Backed by several conservative groups, Harvey wants to shake up a Senate that has been criticized for blocking Gov. Sam Brownback’s agenda.
He criticized the Senate for playing games with taxes and redistricting. He thinks the impasse that led the courts to draw new election districts is a signal that the Senate is out of step with the electorate.
“At the end of the day, that just showed the arrogance of the people in the Senate,” Harvey said of the redistricting dispute. “They believed that they should be able to dictate what they wanted without a lot of working together.”
Wolf, a state representative from Prairie Village, said the state doesn’t need a Senate that will roll over to the whims of a conservative-leaning House.
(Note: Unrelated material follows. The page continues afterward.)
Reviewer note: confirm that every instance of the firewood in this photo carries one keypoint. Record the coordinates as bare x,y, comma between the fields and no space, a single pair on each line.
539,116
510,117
“I believe you need a balanced Legislature,” Wolf said. “We already have a very conservative House. If we move the Senate to (being) as conservative as the House is now, I don’t think that’s good for Kansas.”
Wolf and Harvey are running in the Republican primary to replace Sen. Terrie Huntington, a moderate Republican who along with seven other senators had been targeted for defeat this year by the conservative Kansas Chamber of Commerce.
The winner will face Democrat Kyle Russell in the fall.
The chamber’s political action committee has given its support to Harvey, who ran unsuccessfully against Huntington two years ago. Harvey also has the support of other conservative groups, including Kansans for Life and the Kansas Republican Assembly.
Wolf, meanwhile, claims support from more moderate groups such as the Kansas National Education Association, Kansas Families United for Public Education and Educating All Children in Kansas.
Both candidates are generally supportive of Gov. Sam Brownback’s proposal for overhauling school finance, which would give school districts the unlimited ability to raise property taxes.
They differ on other issues, however.
Wolf opposes giving the governor the ability to select appeals court judges. Harvey thinks the state needs to move to a system like the federal government, where the governor nominates judges who are confirmed by Senate.
Harvey supports allowing people with licensed concealed-carry permits to carry their firearms into public buildings. Wolf has opposed the legislation.
On taxes, Wolf voted against the massive tax-cuts that the Legislature approved this year but are forecast to leave the state with gaping holes in its budget in the future. Harvey said he would have opposed that bill, too, blaming the Senate for playing games by making it so costly that few thought it would pass.
Wolf did vote for a much less costly tax plan in March that would have cut state income taxes incrementally and eliminated the sales tax on food. The bill Wolf supported also would have kept the deductions in place for home mortgage interest and charitable contributions.
Harvey, who wants to eliminate the income tax, said he would have supported the plan that Brownback originally presented. Brownback’s plan originally proposed steeper income tax cuts than the bill Wolf supported. But Brownback would have partly paid for those cuts by eliminating deductions for home mortgage interest and charitable contributions as well as keeping a temporary sales tax increase in place.
Harvey said the governor’s original plan to cut income taxes would have more than offset what homeowners might have lost with the home mortgage deduction.
Wolf said she supports tax cuts that are “reasonable” that the state can afford, but she said it’s not responsible to pass tax cuts that leave big holes in the state budget.